Combined cisplatin and aurora inhibitor treatment increase neuroblastoma cell death but surviving cells overproduce BDNF

Biol Open. 2016 Jul 15;5(7):899-907. doi: 10.1242/bio.016725.

Abstract

Drug-resistance to chemotherapics in aggressive neuroblastoma (NB) is characterized by enhanced cell survival mediated by TrkB and its ligand, brain-derived neurotrophic factor (BDNF); thus reduction in BDNF levels represent a promising strategy to overcome drug-resistance, but how chemotherapics regulate BDNF is unknown. Here, cisplatin treatment in SK-N-BE neuroblastoma upregulated multiple BDNF transcripts, except exons 5 and 8 variants. Cisplatin increased BDNF mRNA and protein, and enhanced translation of a firefly reporter gene flanked by BDNF 5'UTR exons 1, 2c, 4 or 6 and 3'UTR-long. To block BDNF translation we focused on aurora kinases inhibitors which are proposed as new chemotherapeutics.
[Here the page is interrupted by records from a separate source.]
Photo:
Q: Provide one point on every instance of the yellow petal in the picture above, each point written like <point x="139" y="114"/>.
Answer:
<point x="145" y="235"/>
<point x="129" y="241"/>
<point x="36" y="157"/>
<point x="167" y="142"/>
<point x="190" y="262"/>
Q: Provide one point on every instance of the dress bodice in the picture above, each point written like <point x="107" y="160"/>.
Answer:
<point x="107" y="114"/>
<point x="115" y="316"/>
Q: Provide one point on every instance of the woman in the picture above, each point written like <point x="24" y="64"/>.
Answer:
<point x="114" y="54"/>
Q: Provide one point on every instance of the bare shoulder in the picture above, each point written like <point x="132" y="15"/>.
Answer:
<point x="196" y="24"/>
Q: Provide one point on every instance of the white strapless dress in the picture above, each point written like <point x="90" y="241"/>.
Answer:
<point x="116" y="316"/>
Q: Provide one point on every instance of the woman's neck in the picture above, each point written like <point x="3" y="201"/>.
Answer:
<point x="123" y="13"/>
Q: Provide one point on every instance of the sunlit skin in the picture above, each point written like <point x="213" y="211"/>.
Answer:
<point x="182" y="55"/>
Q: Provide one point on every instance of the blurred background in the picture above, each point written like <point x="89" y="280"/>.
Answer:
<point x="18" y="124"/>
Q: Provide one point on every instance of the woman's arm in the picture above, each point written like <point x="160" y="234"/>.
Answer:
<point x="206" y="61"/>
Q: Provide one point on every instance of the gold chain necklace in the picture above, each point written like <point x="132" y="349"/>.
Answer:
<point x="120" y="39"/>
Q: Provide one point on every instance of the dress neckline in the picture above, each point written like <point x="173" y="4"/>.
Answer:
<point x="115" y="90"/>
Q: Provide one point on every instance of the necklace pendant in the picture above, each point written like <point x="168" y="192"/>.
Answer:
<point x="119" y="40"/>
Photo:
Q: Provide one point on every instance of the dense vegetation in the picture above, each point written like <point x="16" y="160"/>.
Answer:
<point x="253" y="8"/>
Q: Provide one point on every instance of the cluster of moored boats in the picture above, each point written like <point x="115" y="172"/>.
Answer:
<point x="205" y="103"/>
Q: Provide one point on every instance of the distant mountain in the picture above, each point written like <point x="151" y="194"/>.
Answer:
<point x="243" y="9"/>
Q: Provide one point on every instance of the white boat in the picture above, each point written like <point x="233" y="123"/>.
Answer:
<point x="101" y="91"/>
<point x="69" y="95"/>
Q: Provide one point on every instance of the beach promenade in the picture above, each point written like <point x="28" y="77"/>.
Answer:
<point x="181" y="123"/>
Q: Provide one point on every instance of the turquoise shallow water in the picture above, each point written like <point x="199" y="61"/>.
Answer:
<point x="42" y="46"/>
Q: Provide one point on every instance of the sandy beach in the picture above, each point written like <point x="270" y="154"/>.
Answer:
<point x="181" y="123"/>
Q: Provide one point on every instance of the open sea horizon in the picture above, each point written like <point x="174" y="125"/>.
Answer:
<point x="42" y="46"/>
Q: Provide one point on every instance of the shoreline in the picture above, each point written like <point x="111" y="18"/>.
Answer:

NB cell survival after 24 h treatment was 43% with cisplatin, and 22% by cisplatin+aurora kinase inhibitor PHA-680632, while the aurora kinases inhibitor alone was less effective; however the combined treatment induced a paradoxical increase of BDNF in surviving cells with strong translational activation of exon6-3'UTR-long transcript, while translation of BDNF transcripts 1, 2C and 4 was suppressed. In conclusion, combined cisplatin and aurora kinase inhibitor treatment increases cell death, but induces BDNF overproduction in surviving cells through an aurora kinase-independent mechanism.

Keywords: Aurora kinase; Cisplatin; Drug resistance; Neuroblastoma; Neurotrophins; PHA-680632.